Frazier's plan for this year was to the fish the FLW Tour in addition to the northern divisions of the Rayovac Series and Bassmaster Opens. When the James River Rayovac was rescheduled due to flooding, he decided to skip that division as the new date created a conflict for him.

That left him with the Tour and the Northern Opens, which is stacked with Tour pros since it was the lone Opens division that didn't conflict with any Tour events.

"It is stacked this year," he said of the Northern Opens field. "In the past it seemed like the Northerns were the easy route, but not this year. I'm fishing it just to keep my options open. It's not like I'm unhappy fishing the Tour, but six events is not enough and I wanted to supplement that. Plus, with me getting back into the swing of things after last year, I wanted to fish a lot of tournaments this year."

His season started with three straight bombs 102nd at Lake Okeechobee, 134th at Lake Hartwell and 130th at Sam Rayburn Reservoir. The Hartwell result was somewhat of a surprise since he was the runner-up there in the 2012 FLW Tour event.

"I screwed up there this time," he said. "I had a lot of preconceived notions in my head and I tried to catch them how I caught them before and it didn't work. I probably should've just picked up a spinning rod and fished more in the clear water instead of trying to make the stained water deal work."

After Rayburn, he gave some serious thought to packing it in for the year, but with Beaver Lake on the horizon he opted to stay in the game. He

"My familiarity with Beaver helped," he said. "In the past, I'd always cashed a check there. I've always fished the river a little and I'd get on them in practice, but it would never materialize in the tournament. This year, I wanted to focus on the lower end and develop a smallmouths and spotted bass deal."

His plan worked out as he threw a swimbait most of the tournament and wound up weighing 13 smallies of the 20 fish he brought to stage.

"I wouldn't say I knew I could do that good, but I had a bait that could catch small ones as easy as it could catch big ones," he added. "That event was more of a bait deal. I got dialed in more and more as the tournament went on as far as the structure I was fishing along the bank. Confidence is such a big deal, whether it's in a bait or technique. It's a game changer. That was a big deal for me especially coming from Rayburn and having never been there. It was just a battle getting around with all the timber. I just never knew if I was in the right areas or was doing the right thing."

Champlain a Special Place

Frazier has held Lake Champlain in high regard since his teens and his latest showing there only deepened his love for it.

"By far, it's my favorite lake and area in the country," he said. "Back when I was 17 or 18 I went up there and fished some stuff and I've always done well. My dad would take me up there or I'd go up with some buddies and it was always more of a vacation than us going to fish tournaments.
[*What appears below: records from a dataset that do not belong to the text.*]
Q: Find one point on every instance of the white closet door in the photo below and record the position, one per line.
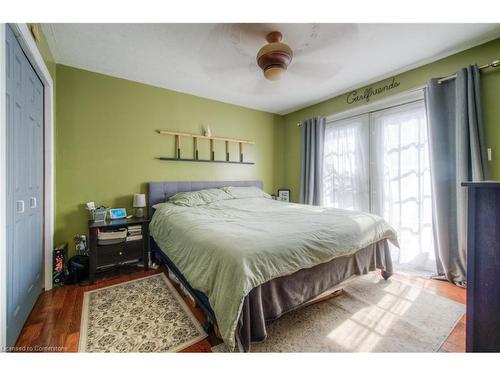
(401, 187)
(346, 164)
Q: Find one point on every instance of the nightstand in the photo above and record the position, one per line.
(101, 256)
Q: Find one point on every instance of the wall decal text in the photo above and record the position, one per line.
(358, 96)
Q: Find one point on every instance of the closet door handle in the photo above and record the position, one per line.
(20, 206)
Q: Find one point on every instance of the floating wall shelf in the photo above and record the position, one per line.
(195, 138)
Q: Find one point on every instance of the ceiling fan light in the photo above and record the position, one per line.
(274, 57)
(274, 72)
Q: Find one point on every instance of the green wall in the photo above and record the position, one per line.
(107, 142)
(289, 142)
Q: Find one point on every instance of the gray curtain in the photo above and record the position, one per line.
(457, 153)
(311, 168)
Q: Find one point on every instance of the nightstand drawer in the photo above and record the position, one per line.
(116, 254)
(111, 254)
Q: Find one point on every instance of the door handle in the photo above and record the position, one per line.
(20, 206)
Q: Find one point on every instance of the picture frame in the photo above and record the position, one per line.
(283, 195)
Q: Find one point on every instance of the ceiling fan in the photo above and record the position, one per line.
(274, 57)
(237, 56)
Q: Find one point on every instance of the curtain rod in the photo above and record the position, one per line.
(493, 64)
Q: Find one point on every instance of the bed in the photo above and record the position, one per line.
(248, 261)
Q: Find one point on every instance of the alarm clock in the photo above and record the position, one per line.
(117, 213)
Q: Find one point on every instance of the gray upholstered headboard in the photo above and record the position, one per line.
(159, 192)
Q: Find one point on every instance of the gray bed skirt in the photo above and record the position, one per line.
(271, 300)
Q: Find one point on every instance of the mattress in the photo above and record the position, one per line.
(227, 248)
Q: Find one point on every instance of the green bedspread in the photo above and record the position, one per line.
(226, 248)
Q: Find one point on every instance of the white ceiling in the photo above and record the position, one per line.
(217, 61)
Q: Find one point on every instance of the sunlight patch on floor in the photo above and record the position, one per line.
(365, 328)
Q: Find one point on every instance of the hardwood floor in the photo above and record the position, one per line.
(54, 323)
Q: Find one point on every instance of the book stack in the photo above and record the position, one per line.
(110, 237)
(134, 233)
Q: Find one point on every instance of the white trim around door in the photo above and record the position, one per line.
(31, 51)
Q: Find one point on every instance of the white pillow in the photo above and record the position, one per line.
(245, 192)
(200, 197)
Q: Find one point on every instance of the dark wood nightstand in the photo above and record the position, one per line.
(107, 255)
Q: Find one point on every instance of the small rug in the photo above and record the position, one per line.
(371, 315)
(143, 315)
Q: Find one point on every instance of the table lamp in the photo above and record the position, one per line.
(139, 203)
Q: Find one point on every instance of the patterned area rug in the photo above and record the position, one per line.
(143, 315)
(371, 315)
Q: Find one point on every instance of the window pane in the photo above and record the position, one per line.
(401, 191)
(346, 168)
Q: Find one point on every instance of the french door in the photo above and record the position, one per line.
(378, 162)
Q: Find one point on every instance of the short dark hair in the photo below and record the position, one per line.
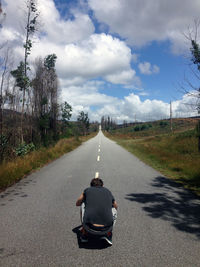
(96, 182)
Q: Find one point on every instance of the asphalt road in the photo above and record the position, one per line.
(158, 221)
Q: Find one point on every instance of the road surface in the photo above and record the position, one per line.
(158, 221)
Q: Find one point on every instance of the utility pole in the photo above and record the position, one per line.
(171, 116)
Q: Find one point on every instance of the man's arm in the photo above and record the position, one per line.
(115, 205)
(80, 200)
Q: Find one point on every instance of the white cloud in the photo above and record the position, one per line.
(100, 55)
(141, 22)
(147, 68)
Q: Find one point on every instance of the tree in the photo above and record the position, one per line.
(2, 16)
(66, 112)
(84, 122)
(195, 52)
(20, 74)
(45, 96)
(5, 65)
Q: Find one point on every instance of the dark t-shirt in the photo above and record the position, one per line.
(98, 206)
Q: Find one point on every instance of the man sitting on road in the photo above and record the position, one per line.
(98, 209)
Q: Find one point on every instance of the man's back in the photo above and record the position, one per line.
(98, 206)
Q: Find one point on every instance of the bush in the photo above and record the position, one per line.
(137, 128)
(163, 123)
(24, 149)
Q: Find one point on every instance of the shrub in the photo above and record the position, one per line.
(24, 149)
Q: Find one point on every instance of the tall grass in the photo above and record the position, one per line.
(176, 156)
(13, 171)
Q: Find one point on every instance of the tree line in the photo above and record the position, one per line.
(30, 113)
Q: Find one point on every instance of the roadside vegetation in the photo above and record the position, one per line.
(175, 154)
(15, 170)
(35, 126)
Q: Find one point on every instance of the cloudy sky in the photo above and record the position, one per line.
(123, 58)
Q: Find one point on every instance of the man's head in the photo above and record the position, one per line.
(96, 182)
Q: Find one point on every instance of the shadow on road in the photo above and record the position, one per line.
(92, 244)
(172, 203)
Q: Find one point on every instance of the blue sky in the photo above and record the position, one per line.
(122, 58)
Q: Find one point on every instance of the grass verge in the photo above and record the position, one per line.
(176, 156)
(13, 171)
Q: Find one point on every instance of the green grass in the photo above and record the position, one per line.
(176, 156)
(13, 171)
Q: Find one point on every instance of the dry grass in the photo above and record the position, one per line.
(176, 156)
(13, 171)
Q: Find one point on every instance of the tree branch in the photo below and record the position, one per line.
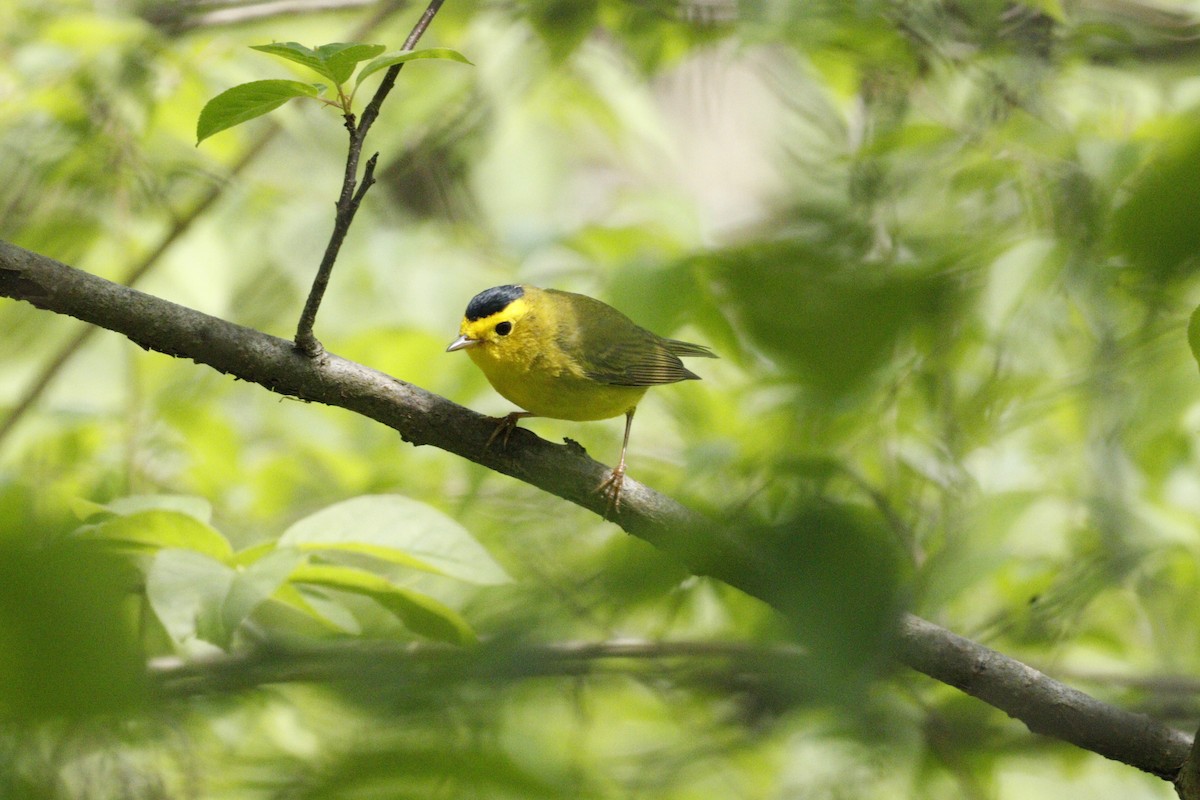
(1043, 704)
(352, 194)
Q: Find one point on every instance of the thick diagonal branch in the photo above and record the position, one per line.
(1043, 704)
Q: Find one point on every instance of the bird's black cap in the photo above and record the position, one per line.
(489, 301)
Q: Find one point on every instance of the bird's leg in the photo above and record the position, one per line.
(504, 425)
(612, 485)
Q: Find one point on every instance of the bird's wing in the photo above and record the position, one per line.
(634, 359)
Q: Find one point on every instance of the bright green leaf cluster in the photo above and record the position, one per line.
(201, 589)
(336, 61)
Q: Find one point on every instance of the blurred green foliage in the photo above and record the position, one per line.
(947, 254)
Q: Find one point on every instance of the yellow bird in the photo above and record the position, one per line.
(568, 356)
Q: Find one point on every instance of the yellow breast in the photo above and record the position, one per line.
(551, 386)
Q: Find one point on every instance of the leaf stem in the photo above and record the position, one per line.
(352, 193)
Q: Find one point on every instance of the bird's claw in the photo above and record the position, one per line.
(504, 425)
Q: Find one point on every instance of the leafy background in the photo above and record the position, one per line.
(945, 250)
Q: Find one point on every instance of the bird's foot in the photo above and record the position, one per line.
(504, 426)
(611, 489)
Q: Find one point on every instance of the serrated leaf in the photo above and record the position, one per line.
(342, 59)
(401, 56)
(419, 613)
(400, 529)
(294, 52)
(245, 102)
(1194, 334)
(161, 529)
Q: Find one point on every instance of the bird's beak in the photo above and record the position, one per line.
(462, 342)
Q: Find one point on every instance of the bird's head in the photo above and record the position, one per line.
(495, 319)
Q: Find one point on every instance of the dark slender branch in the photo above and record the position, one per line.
(352, 194)
(1045, 705)
(1042, 703)
(1187, 782)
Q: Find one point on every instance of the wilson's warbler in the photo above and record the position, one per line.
(568, 356)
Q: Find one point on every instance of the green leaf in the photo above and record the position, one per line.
(245, 102)
(341, 59)
(255, 584)
(1194, 334)
(187, 593)
(161, 529)
(67, 645)
(419, 613)
(335, 61)
(400, 530)
(401, 56)
(193, 506)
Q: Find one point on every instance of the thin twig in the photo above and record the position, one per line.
(1043, 704)
(183, 222)
(351, 197)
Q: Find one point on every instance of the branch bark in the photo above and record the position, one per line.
(353, 190)
(421, 417)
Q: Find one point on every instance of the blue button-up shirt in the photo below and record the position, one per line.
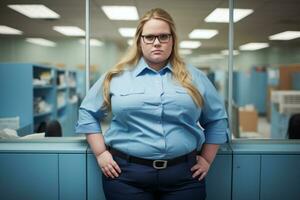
(153, 116)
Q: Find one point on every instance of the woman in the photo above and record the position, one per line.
(167, 119)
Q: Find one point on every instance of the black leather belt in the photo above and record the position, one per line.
(157, 164)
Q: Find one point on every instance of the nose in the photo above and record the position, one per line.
(156, 41)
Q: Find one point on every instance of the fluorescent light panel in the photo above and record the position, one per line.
(202, 34)
(6, 30)
(189, 44)
(185, 51)
(93, 42)
(127, 32)
(253, 46)
(121, 12)
(226, 52)
(41, 41)
(34, 11)
(69, 30)
(286, 35)
(221, 15)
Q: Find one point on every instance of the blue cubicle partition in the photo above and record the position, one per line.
(61, 168)
(296, 81)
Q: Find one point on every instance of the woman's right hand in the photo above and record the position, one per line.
(107, 164)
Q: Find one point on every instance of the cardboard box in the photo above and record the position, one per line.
(248, 120)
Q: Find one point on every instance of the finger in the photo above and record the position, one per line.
(197, 173)
(113, 171)
(103, 171)
(202, 176)
(108, 172)
(116, 166)
(195, 167)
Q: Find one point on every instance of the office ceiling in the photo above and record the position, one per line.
(269, 17)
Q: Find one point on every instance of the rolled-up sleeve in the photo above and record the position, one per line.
(90, 112)
(213, 116)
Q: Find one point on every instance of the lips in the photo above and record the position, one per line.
(156, 51)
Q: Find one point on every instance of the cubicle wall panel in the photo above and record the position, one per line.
(94, 179)
(246, 177)
(72, 176)
(29, 176)
(280, 177)
(218, 181)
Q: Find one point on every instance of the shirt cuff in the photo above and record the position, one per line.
(88, 128)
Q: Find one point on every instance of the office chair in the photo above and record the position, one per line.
(53, 129)
(294, 127)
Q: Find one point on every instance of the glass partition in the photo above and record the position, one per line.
(42, 67)
(266, 69)
(42, 64)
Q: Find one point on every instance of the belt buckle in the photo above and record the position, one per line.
(163, 164)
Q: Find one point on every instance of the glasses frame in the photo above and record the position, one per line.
(156, 36)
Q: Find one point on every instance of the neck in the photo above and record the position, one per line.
(157, 66)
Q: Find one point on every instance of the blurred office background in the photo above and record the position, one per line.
(42, 57)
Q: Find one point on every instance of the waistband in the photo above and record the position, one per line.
(157, 164)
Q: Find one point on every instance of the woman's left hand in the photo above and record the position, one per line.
(201, 168)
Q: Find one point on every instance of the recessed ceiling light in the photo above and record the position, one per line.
(41, 41)
(202, 34)
(253, 46)
(93, 42)
(221, 15)
(286, 35)
(185, 51)
(69, 30)
(127, 32)
(121, 12)
(6, 30)
(226, 52)
(34, 11)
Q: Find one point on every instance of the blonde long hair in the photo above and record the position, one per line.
(134, 54)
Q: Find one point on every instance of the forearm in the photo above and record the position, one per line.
(96, 142)
(209, 151)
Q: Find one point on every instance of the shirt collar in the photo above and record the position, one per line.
(142, 65)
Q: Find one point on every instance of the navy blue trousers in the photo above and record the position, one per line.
(141, 182)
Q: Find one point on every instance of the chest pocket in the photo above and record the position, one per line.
(183, 99)
(130, 99)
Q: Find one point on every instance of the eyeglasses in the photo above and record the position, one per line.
(162, 38)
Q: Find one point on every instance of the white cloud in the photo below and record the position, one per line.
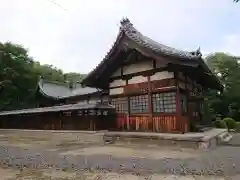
(77, 39)
(231, 44)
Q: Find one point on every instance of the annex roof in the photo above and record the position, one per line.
(78, 106)
(59, 90)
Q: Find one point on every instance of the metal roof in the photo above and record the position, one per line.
(78, 106)
(58, 90)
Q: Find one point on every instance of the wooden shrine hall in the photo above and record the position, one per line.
(150, 86)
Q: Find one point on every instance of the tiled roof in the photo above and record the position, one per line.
(132, 33)
(62, 90)
(128, 30)
(78, 106)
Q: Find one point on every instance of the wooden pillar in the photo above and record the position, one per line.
(150, 108)
(128, 113)
(179, 122)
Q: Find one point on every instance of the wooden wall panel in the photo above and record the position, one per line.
(166, 123)
(158, 123)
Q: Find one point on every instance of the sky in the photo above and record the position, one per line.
(75, 35)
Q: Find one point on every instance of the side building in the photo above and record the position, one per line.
(153, 87)
(63, 106)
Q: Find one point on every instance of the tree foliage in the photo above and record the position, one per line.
(228, 69)
(19, 75)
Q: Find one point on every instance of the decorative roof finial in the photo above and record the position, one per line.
(198, 52)
(125, 23)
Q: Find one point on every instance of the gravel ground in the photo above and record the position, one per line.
(224, 161)
(221, 162)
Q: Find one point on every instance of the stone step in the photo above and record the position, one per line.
(224, 138)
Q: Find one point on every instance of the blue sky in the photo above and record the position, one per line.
(77, 39)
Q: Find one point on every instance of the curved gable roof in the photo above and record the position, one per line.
(129, 32)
I've had a lot of good times up there."

He's fished some of the well-known parts of the lake when they've been at their best and he had every intention of heading south to Ticonderoga for the Open when he left his house in Georgia a few weeks ago.

"Back in 2012 when the Tour was there, I went south and caught 19 (pounds) on day 1," he said. "Back then it was easy to go catch 18 to 20. This year, I caught them okay, but never found anywhere that I felt like I could catch five good ones. I have enough experience down there to know it wasn't good like it can be."

In practice, he had better success up north catching 3 1/2- to 4-pound class smallmouth and that's what he opted to target during the tournament using a dropshot and a Carolina rig.

"They were as deep as I've ever caught them up there," he said. "I had three really good places and one of them turned out better than the others. One spot had some shallow grass on top, but then it fell off to 40 feet on the back side and the better ones were down in 40 feet.

"When the Rayovac (Series) was there, Ti was a lot better and the north end was worse," he added, "but most of the guys in the Open who made the cut were up north. When you go south, you feel like you have to go to one spot and catch them and with the bite being the way it was I didn't have the local knowledge that some of those guys did to figure them out."